Sure, the Star Wars movies have never been strangers to killing characters, but Rogue One‘s dedication to watching its characters die is relentless, and usually to no great advancement of the plot. Donnie Yen’s character is a blind badass who believes in the Force; he dies flipping a single switch. Defector and erstwhile Imperial pilot Bodhi Rook is blown up while plugging in some kind of data cable. Baze Malbus employs a laser chaingun and backpack full of space bullets to kill about five Stormtrooper mooks before buying the farm on Scarif. Most egregious is the death of Saw Gerrera, who allows himself to be vaporized for no good reason.

Watching an ensemble cast we wanted to root for be reduced to cannon fodder could have been heartbreaking. But we know almost nothing about these characters! Chirrut (Yen) is pious and used to guard a temple. Baze has a big gun. Cassian has done some bad stuff and is handsome. Bodhi is resistant to truth-eating brain slugs. Limited information makes it really hard to care if they meet an untimely death and K-2SO, the reprogrammed Imperial droid, was the only character I was sad to see go. (But we still don’t know how Cassian got his hands on or reprogrammed an Imperial droid!)

Contrastingly, the motivations of the film’s main antagonist, Orson Krennic, are perfectly clear. He’s a petty bureaucrat, navigating a bloated and corrupt system to get ahead for his own ego. Simple, effective, and far less convoluted than Jyn’s reasons for joining the Alliance.

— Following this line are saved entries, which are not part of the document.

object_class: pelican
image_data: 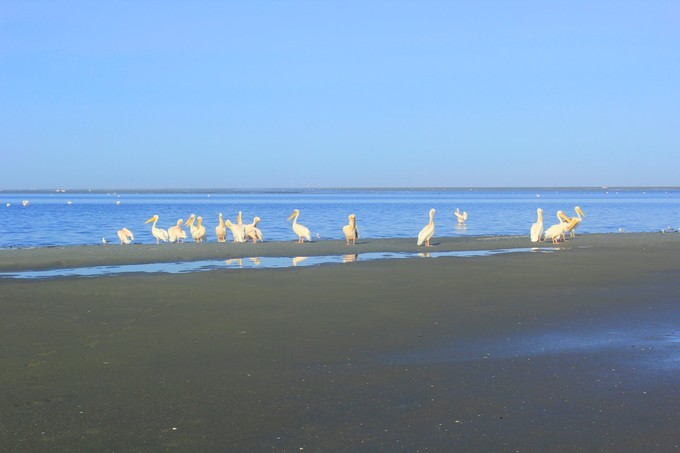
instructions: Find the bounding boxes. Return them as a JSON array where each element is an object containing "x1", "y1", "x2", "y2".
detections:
[
  {"x1": 563, "y1": 206, "x2": 586, "y2": 237},
  {"x1": 543, "y1": 211, "x2": 569, "y2": 244},
  {"x1": 168, "y1": 219, "x2": 187, "y2": 243},
  {"x1": 288, "y1": 209, "x2": 311, "y2": 243},
  {"x1": 530, "y1": 208, "x2": 544, "y2": 242},
  {"x1": 343, "y1": 213, "x2": 359, "y2": 245},
  {"x1": 185, "y1": 214, "x2": 198, "y2": 238},
  {"x1": 192, "y1": 216, "x2": 207, "y2": 242},
  {"x1": 215, "y1": 213, "x2": 227, "y2": 243},
  {"x1": 144, "y1": 215, "x2": 169, "y2": 244},
  {"x1": 244, "y1": 216, "x2": 263, "y2": 243},
  {"x1": 117, "y1": 227, "x2": 134, "y2": 245},
  {"x1": 417, "y1": 208, "x2": 436, "y2": 246},
  {"x1": 454, "y1": 208, "x2": 468, "y2": 224},
  {"x1": 225, "y1": 219, "x2": 246, "y2": 242},
  {"x1": 236, "y1": 211, "x2": 247, "y2": 238}
]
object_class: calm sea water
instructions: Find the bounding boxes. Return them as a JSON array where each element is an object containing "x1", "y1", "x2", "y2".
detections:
[{"x1": 1, "y1": 188, "x2": 678, "y2": 249}]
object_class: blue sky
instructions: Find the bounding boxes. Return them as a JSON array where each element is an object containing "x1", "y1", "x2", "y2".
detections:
[{"x1": 1, "y1": 1, "x2": 678, "y2": 189}]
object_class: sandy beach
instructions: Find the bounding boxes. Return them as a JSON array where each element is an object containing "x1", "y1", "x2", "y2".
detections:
[{"x1": 2, "y1": 233, "x2": 680, "y2": 451}]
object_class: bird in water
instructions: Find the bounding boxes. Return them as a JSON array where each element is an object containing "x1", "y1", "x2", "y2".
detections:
[{"x1": 454, "y1": 208, "x2": 468, "y2": 224}]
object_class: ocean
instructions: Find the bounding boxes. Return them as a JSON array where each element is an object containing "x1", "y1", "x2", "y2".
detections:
[{"x1": 1, "y1": 188, "x2": 678, "y2": 249}]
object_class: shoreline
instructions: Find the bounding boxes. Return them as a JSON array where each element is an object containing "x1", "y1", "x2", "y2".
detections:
[{"x1": 0, "y1": 232, "x2": 672, "y2": 272}]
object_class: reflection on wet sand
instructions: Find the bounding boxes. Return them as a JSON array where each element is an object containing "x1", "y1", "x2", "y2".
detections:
[
  {"x1": 292, "y1": 256, "x2": 308, "y2": 266},
  {"x1": 1, "y1": 247, "x2": 559, "y2": 279},
  {"x1": 342, "y1": 254, "x2": 358, "y2": 263}
]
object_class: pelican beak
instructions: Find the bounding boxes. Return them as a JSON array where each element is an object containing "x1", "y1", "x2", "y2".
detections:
[
  {"x1": 144, "y1": 216, "x2": 156, "y2": 224},
  {"x1": 576, "y1": 206, "x2": 585, "y2": 217},
  {"x1": 558, "y1": 211, "x2": 571, "y2": 222},
  {"x1": 287, "y1": 213, "x2": 295, "y2": 221}
]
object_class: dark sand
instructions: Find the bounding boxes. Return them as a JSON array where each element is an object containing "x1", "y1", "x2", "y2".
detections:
[{"x1": 1, "y1": 233, "x2": 680, "y2": 451}]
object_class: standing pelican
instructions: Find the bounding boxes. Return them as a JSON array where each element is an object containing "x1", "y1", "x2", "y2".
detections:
[
  {"x1": 530, "y1": 208, "x2": 544, "y2": 242},
  {"x1": 543, "y1": 210, "x2": 569, "y2": 244},
  {"x1": 215, "y1": 213, "x2": 227, "y2": 243},
  {"x1": 185, "y1": 214, "x2": 198, "y2": 239},
  {"x1": 225, "y1": 219, "x2": 246, "y2": 242},
  {"x1": 564, "y1": 206, "x2": 586, "y2": 237},
  {"x1": 192, "y1": 216, "x2": 207, "y2": 242},
  {"x1": 168, "y1": 219, "x2": 187, "y2": 243},
  {"x1": 288, "y1": 209, "x2": 311, "y2": 243},
  {"x1": 454, "y1": 208, "x2": 468, "y2": 224},
  {"x1": 144, "y1": 215, "x2": 169, "y2": 244},
  {"x1": 117, "y1": 228, "x2": 134, "y2": 245},
  {"x1": 244, "y1": 217, "x2": 263, "y2": 243},
  {"x1": 343, "y1": 213, "x2": 359, "y2": 245},
  {"x1": 417, "y1": 208, "x2": 436, "y2": 246}
]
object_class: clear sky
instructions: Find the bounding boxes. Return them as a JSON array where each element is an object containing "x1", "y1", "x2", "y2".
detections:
[{"x1": 1, "y1": 1, "x2": 678, "y2": 189}]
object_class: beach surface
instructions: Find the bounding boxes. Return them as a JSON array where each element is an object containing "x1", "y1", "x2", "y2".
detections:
[{"x1": 2, "y1": 233, "x2": 680, "y2": 451}]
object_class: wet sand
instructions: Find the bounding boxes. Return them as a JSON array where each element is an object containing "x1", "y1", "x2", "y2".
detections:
[{"x1": 2, "y1": 233, "x2": 680, "y2": 451}]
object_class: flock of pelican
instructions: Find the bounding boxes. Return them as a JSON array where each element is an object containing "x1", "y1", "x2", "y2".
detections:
[
  {"x1": 113, "y1": 206, "x2": 584, "y2": 247},
  {"x1": 530, "y1": 206, "x2": 586, "y2": 244}
]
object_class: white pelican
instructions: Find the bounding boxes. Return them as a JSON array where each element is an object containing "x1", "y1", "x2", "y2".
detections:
[
  {"x1": 530, "y1": 208, "x2": 544, "y2": 242},
  {"x1": 215, "y1": 213, "x2": 227, "y2": 243},
  {"x1": 225, "y1": 219, "x2": 246, "y2": 242},
  {"x1": 168, "y1": 219, "x2": 187, "y2": 243},
  {"x1": 417, "y1": 208, "x2": 436, "y2": 246},
  {"x1": 117, "y1": 227, "x2": 134, "y2": 245},
  {"x1": 288, "y1": 209, "x2": 311, "y2": 243},
  {"x1": 563, "y1": 206, "x2": 586, "y2": 237},
  {"x1": 192, "y1": 216, "x2": 207, "y2": 242},
  {"x1": 236, "y1": 211, "x2": 247, "y2": 238},
  {"x1": 185, "y1": 214, "x2": 198, "y2": 238},
  {"x1": 454, "y1": 208, "x2": 468, "y2": 224},
  {"x1": 244, "y1": 216, "x2": 263, "y2": 243},
  {"x1": 343, "y1": 213, "x2": 359, "y2": 245},
  {"x1": 543, "y1": 211, "x2": 569, "y2": 244},
  {"x1": 144, "y1": 215, "x2": 169, "y2": 244}
]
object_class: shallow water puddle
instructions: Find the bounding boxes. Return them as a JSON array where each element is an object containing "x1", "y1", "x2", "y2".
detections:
[{"x1": 0, "y1": 247, "x2": 558, "y2": 279}]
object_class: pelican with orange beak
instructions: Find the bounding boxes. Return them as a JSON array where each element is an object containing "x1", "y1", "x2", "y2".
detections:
[
  {"x1": 145, "y1": 215, "x2": 169, "y2": 244},
  {"x1": 288, "y1": 209, "x2": 311, "y2": 243}
]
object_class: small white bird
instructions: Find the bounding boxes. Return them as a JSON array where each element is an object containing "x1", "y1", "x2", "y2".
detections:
[
  {"x1": 102, "y1": 237, "x2": 109, "y2": 244},
  {"x1": 417, "y1": 208, "x2": 436, "y2": 246}
]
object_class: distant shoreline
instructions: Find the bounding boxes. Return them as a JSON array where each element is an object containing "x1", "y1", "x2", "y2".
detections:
[{"x1": 2, "y1": 186, "x2": 679, "y2": 194}]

The fact that no one from Rogue One appears in any later film always implied from the outset that we’re in for a suicide mission taken up by brave but expendable spies to assist a worthy cause. By undermining the moral certitude of the Rebellion’s and dispatching those soldier so wastefully, I wonder if the particulars of this mission weren’t best left to the imagination.